The documentary, to be shown on BBC One at 9pm tonight, claims that the breeding process used to produce pedigree dogs has resulted in a high incidence of inherited genetic disease. It raises what the programme makers believe are serious concerns about the ethics of dog shows and their emphasis on breeding purity.
The corporation announced yesterday, 24 hours before the screening of Pedigree Dogs Exposed, that it was reviewing its coverage of Crufts. The show attracts three million viewers to the BBC, which has screened the event since 1966.
The documentary sets the BBC on a collision course with the Kennel Club, which runs Crufts and is the oldest all-breed club in the world, taking more than 200,000 registrations a year. The BBC is one year into a three-year contract with the club, understood to be worth several million pounds.
Two years in the making, the documentary shows many dogs suffering from genetically induced illnesses, including epilepsy, and compares practices at the 135-year-old club to Nazism in its emphasis on breed purity.
A spokesman for the club dismissed the idea as offensive, “not just to us but to the people who suffered at Hit-ler’s hands. What we are talking about is dog breeding – let’s get this into perspective.”

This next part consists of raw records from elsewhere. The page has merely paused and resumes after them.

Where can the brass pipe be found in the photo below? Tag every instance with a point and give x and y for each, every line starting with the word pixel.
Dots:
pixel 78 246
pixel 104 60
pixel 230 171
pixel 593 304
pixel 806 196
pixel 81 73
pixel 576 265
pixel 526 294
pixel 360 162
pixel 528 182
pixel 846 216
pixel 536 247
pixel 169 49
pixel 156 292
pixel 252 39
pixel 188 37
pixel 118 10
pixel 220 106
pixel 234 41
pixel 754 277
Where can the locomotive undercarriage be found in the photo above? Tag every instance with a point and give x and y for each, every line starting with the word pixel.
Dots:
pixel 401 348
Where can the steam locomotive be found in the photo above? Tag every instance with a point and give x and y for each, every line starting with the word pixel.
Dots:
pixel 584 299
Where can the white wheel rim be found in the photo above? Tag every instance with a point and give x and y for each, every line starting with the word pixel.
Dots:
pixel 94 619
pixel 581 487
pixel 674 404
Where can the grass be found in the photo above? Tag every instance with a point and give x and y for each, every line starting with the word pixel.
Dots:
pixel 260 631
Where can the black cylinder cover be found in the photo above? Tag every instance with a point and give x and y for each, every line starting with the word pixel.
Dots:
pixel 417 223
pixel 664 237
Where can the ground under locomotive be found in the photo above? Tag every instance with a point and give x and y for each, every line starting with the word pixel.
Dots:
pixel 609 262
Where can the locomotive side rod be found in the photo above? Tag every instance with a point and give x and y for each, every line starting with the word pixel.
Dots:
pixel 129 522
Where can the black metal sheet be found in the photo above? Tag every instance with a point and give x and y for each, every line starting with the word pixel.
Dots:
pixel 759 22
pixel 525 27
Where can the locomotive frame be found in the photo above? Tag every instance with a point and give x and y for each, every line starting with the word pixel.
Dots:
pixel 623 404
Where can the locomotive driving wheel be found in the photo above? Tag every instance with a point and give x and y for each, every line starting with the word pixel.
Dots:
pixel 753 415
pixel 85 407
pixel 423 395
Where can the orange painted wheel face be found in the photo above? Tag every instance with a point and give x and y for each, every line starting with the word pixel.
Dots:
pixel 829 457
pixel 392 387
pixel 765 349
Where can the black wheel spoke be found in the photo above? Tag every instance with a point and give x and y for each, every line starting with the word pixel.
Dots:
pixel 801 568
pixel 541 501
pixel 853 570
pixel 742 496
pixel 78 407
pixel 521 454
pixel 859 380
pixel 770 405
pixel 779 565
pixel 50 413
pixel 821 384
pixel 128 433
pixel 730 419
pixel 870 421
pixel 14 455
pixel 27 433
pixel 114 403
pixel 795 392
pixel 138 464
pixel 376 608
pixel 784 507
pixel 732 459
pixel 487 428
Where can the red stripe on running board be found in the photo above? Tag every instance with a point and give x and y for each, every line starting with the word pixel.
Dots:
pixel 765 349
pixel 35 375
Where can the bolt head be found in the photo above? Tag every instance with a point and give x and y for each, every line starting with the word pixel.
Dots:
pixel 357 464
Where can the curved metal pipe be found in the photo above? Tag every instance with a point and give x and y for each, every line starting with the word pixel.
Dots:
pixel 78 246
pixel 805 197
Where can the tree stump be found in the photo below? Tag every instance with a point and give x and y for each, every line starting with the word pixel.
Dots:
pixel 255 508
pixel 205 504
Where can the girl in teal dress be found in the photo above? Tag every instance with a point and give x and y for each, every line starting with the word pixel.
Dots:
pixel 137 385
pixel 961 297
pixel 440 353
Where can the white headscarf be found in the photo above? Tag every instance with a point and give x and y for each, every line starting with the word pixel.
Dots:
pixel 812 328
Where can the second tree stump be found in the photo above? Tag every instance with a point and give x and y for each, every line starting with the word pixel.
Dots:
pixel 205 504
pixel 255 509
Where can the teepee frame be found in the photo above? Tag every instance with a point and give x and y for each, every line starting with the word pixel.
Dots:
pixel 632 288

But the BBC fears it will not be able to defend its coverage of Crufts after the showing. A spokesman for the broadcaster said that it would be seeking a meeting to discuss “the impact of the matter raised by this film”.
Three quarters of Britain’s seven million dogs are pedigree and it is estimated that veterinary bills now amount to £10 million a week to cover what the documentary makers, backed up by evidence from the RSPCA and others, claim are increasing cases of ill health.
The programme showed a prize-winning Cavalier King Charles spaniel suffering from syringomyelia, a condition that occurs when a dog’s skull is too small for its brain.
Veterinary neurologist Clare Rusbridge says in the film: “The cavalier’s brain is like a size 10 foot shoved into a size 6 shoe – it doesn’t fit.”
It also showed boxers suffering from epilepsy, pugs with breathing problems and bulldogs who were unable to mate or give birth unassisted.
Steve Jones, Professor of Genetics at University College London, told the BBC: “People are carrying out breeding which would be first of all entirely illegal in humans and secondly is absolutely insane from the point of view of the health of the animals. In some breeds they are paying a terrible, terrible price in genetic disease.”
Selective, or line breeding, is commonplace among pedigree dogs and the Kennel Club has registered dogs bred from brother-to-sister and mother-to-son matings.
The RSPCA’s chief veterinary adviser, Mark Evans, told the BBC: “The show world is about an obsession, about beauty, and there is a ridiculous concept that that is how we should judge dogs.
“It takes no account of temperament or fitness for purpose potentially as a pet animal, and that to me makes no sense at all. It is a parade of mutants; a freakish beauty pageant.”
The Kennel Club disputed the emphasis on illness and complained that the BBC had not shown it the programme before transmission.
The club spokesman said that “90 per cent of all pure-breed dogs were healthy”, and added that the BBC had not been willing to accept that the club had made efforts to fund research into canine health. He hinted that the club would complain that the programme was not impartial.
In a statement on the club’s website, Ronnie Irving, the chairman, said that “members of the production company seemed to have preconceived and extremely biased views on the subject”.
He went on: “We have been at pains to remind the BBC of the requirement in its charter to be rigorously impartial and balanced in its reporting.”
The film-makers, led by experienced scientific documentary maker Jemima Harrison, will also have to defend themselves against any complaints that the subjects of the film were unfairly treated.